The 8 O'Clock Broadcast

Theodore Shadrick, a gaunt, silent man with a face seamed by 37 years in the coal mines, was eating breakfast with his wife when he heard the sound of running feet. A neighbor burst through the doorway of the Shadricks' mountain shack with a breathless shout.

"Kenny's been killed! The 8 o'clock broadcast just said so."

Lucille Shadrick, a thin and bony woman, left the table, sobbing. Theodore Shadrick stared stonily, pondering the news that the fourth oldest of his six sons and four daughters was gone. "He was the best there was," said Theodore finally. "Never caused us a mite of worry."

Soon everybody in the mountain miners' hamlet of Skin Fork, W.Va. -- about 150 people -- had heard the news that put their home town on the U.S. front pages: Private Kenneth Shadrick, 19, of Skin Fork, was the first U.S. foot soldier reported killed in the battle for Korea.

Half a World Away.
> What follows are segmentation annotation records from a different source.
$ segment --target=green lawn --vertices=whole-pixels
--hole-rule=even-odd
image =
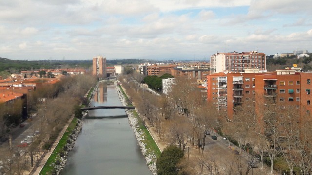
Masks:
[[[121,88],[121,87],[120,86],[119,86],[119,88],[122,91],[126,101],[129,102],[129,98],[123,91],[122,88]],[[132,106],[132,105],[127,105]],[[161,152],[159,150],[159,148],[158,147],[158,146],[157,146],[156,143],[155,143],[154,139],[153,139],[152,136],[151,136],[151,134],[150,134],[150,133],[147,130],[147,128],[146,128],[146,127],[144,125],[144,123],[142,121],[142,119],[139,117],[137,113],[136,113],[136,111],[135,110],[133,110],[132,112],[134,114],[134,116],[137,119],[138,123],[137,124],[137,126],[138,126],[140,129],[142,130],[144,132],[143,137],[145,138],[145,140],[144,140],[143,142],[144,142],[144,143],[145,143],[146,148],[147,150],[148,153],[149,154],[150,154],[151,153],[154,152],[154,154],[156,155],[157,158],[158,158],[161,153]]]
[[[42,168],[39,175],[51,175],[54,169],[53,165],[55,163],[56,160],[58,159],[58,153],[60,151],[62,150],[63,148],[66,145],[67,139],[68,139],[69,135],[72,133],[72,130],[75,128],[76,123],[77,123],[77,118],[74,117],[72,122],[68,125],[66,131],[64,133],[63,137],[59,140],[59,142],[57,145],[56,147],[53,151],[53,152],[49,158],[49,159],[47,161],[45,165]]]

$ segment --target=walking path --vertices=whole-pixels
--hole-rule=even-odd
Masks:
[[[55,149],[55,147],[56,147],[56,146],[58,145],[58,144],[59,140],[61,140],[61,139],[63,137],[63,135],[64,135],[65,132],[66,131],[66,130],[67,129],[67,127],[68,127],[68,125],[69,125],[70,122],[73,120],[74,117],[74,115],[73,115],[72,117],[70,118],[70,119],[68,120],[68,121],[67,121],[67,123],[64,127],[64,128],[63,128],[63,130],[59,133],[59,134],[58,134],[58,136],[55,141],[51,146],[51,150],[50,150],[51,151],[47,152],[45,155],[43,155],[44,156],[43,156],[43,158],[42,158],[42,159],[41,160],[41,161],[38,163],[38,165],[37,165],[37,166],[35,170],[34,170],[32,174],[30,174],[30,175],[39,175],[39,174],[42,170],[42,168],[46,163],[47,161],[50,158],[50,156],[53,152],[53,151]]]

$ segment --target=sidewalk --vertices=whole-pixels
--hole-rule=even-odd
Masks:
[[[41,159],[41,161],[40,161],[40,162],[37,165],[37,167],[35,168],[36,169],[35,170],[34,170],[33,171],[33,173],[30,174],[30,175],[39,175],[39,174],[42,170],[42,168],[46,163],[47,161],[50,158],[50,156],[53,152],[53,151],[54,151],[55,147],[56,147],[57,145],[58,145],[58,142],[59,142],[59,140],[60,140],[60,139],[62,138],[62,137],[63,137],[64,133],[65,133],[66,130],[67,129],[67,127],[68,127],[68,125],[69,125],[70,122],[72,122],[72,120],[73,120],[74,117],[74,115],[73,115],[72,116],[72,117],[71,117],[70,119],[69,119],[69,120],[67,122],[67,123],[66,123],[66,125],[65,125],[65,126],[64,127],[64,128],[63,128],[63,130],[62,130],[62,131],[58,134],[58,137],[57,138],[55,141],[54,141],[54,142],[53,143],[53,144],[51,146],[51,151],[47,152],[46,154],[44,155],[44,156],[44,156],[43,158]]]

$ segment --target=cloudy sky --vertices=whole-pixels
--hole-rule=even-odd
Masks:
[[[0,1],[0,57],[205,60],[312,51],[311,0]]]

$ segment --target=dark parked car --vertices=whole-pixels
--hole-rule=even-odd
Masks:
[[[250,163],[250,167],[252,168],[257,168],[258,167],[258,163],[255,162],[252,162]]]
[[[236,150],[233,150],[233,152],[234,152],[234,153],[235,153],[235,154],[237,154],[237,155],[239,154],[239,152]]]

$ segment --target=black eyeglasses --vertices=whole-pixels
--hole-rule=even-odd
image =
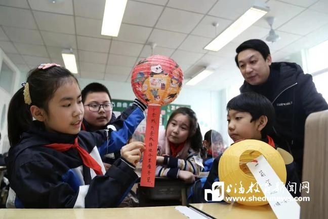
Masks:
[[[89,110],[93,112],[98,112],[100,110],[100,107],[102,106],[105,111],[111,111],[113,110],[112,103],[104,103],[101,104],[99,103],[90,103],[90,104],[85,105],[85,106],[88,106]]]

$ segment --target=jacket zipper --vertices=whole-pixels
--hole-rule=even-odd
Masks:
[[[280,96],[280,95],[282,93],[283,93],[284,92],[285,92],[285,91],[286,91],[286,90],[288,90],[288,89],[291,88],[291,87],[295,86],[297,84],[297,82],[296,82],[295,84],[293,84],[293,85],[291,85],[290,86],[289,86],[289,87],[286,87],[286,88],[285,88],[285,89],[284,89],[282,91],[281,91],[281,92],[280,92],[280,93],[279,93],[279,94],[278,94],[278,96],[277,96],[276,97],[276,98],[275,98],[272,101],[272,104],[273,104],[273,103],[275,101],[276,101],[276,100],[277,99],[277,98],[278,97],[279,97],[279,96]]]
Waiting for the telegram from the Government in Washington (which arrived two days later), the Shadricks assembled their recollections of Kenny. It was probably the football uniform, his father decided, that started Kenny on the way to his death, half a world from Skin Fork.

Until the family moved to Skin Fork four years ago and Kenny entered Pineville High School, seven miles away, Kenny's main interests were riding his bike, hunting a little now & then, and reading--mainly westerns and a magazine called Fantastic Novels. "All that boy liked was to sit hunched up there with a book and a piece of cold bread," said his father.

At Pineville, Kenny fell in love with football. His father scraped together $5 to help buy his football uniform, Pineville High being a poor school with little money to spend on athletics. For a month Kenny practiced hard, trying to make the team; he was wiry and quick but light (130 lbs., 5 ft. 10 in.). One October day when he showed up for practice, Kenny opened his locker and found that his football suit was gone--stolen. He gathered up his books, went home and told his mother: "I'll never go another day of school."

Seeing the World. A month later, Kenny had passed his physical, had a letter of permission from his folks (he was only 17) and joined the U.S. Army.

At first, he got a thrill out of Japan.

By last month, he had seen enough. "Mom," he wrote home, "this place is getting me down."

Last week, Private Kenny Shadrick and his buddies were a bazooka squad in a graveyard near the town of Sojong, close to the advancing North Korean Reds. Kenny aimed a bazooka rocket at an enemy tank, counted three while the rocket lobbed toward the target, then stuck his head & shoulders above the gun pit to watch. The tank's machine gun chattered and Kenny Shadrick tumbled backward, a bullet through his right arm, another through his chest.

The neighbors dropped in on the Shadricks to speak their sympathy and leave quietly. It was the newspapermen from out of town who asked the fancy questions. What was Kenny fighting for? "Against some kind of government," said Theodore Shadrick simply. Where was Korea? He didn't know--out there somewhere, where his boy had been killed.